Oggi pomeriggio i 27 leader con le loro delegazioni, il presidente della Commissione europea Juncker, il presidente del Consiglio Tusk e quello del Parlamento europeo Tajani, sono stati ricevuti da Papa Francesco in Vaticano. Accolti nella Sala Regia, le sedie sono state disposte a spina di pesce, a sinistra e a destra e in mezzo un corridoio centrale a simboleggiare l’idea di mancanza di ostacoli. Nel suo discorso il Santo Padre ha ricordato i Padri Fondatori dell’Europa che: «…apponendo la propria firma sui due Trattati hanno dato vita a quella realtà politica, economica e culturale ma soprattutto umana che oggi chiamiamo Unione europea».
«Dopo gli anni bui della Seconda guerra mondiale» – ha proseguito il Pontefice – «i leader europei hanno avuto fede in un avvenire migliore, non hanno mancato d’audacia. Il ricordo delle passate sventure e delle loro colpe, ha donato loro il coraggio per dimenticare le vecchie contese. I Padri Fondatori ci ricordano che l’Europa non è un insieme di regole da osservare, non un protocollo e procedure da seguire. All’origine dell’idea di Europa c’è la figura e la responsabilità della persona umana con la sua volontà di verità e di giustizia acuita da una esperienza millenaria».

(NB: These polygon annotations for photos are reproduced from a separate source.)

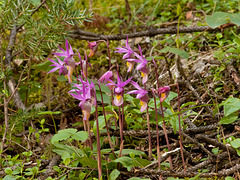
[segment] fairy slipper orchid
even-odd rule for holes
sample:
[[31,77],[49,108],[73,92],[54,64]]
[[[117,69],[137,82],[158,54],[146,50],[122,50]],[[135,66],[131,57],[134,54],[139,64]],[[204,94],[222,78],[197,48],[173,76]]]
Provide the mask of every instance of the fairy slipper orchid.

Il primo elemento della vitalità europea è la solidarietà. Affermava il primo ministro lussemburghese Bech (nel 1957) che «la Comunità economica europea vivrà e avrà successo solo se durante la sua esistenza resteremo fedeli allo spirito di solidarietà europea che l’ha creata e se la volontà comune sarà più potente delle volontà nazionali». Ha continuato, poi, Papa Francesco «dalla solidarietà nasce la capacità di aprirsi agli altri. Si è persa la consapevolezza del dramma di famiglie separate, della povertà e della miseria. Ora si discute di come lasciare “fuori” i pericoli del nostro tempo a partire dalla lunga colonna di uomini, donne e bambini in fuga da guerra e povertà».
Parole, immagini e sensazioni di un’ora in cui l’umanesimo del passato si è fuso con quello auspicato da Papa Francesco per una «nuova giovinezza dell’Unione». In precedenza il presidente Tajani, nel suo discorso di saluto al Santo Padre, aveva ricordato che il continente europeo è l’unico territorio ove non c’è la pena di morte, mentre il presidente del Consiglio italiano Gentiloni nel suo intervento ha aggiunto che «quando milioni di poveri interpellano la nostra capacità di governare, è nostro dovere individuare soluzioni comuni». Nel saluto finale Papa Francesco ha chiesto a tutti di scommettere sul futuro per questa «Europa sessantenne» che pur con gli «acciacchi» ha ancora tanti problemi da risolvere per andare avanti.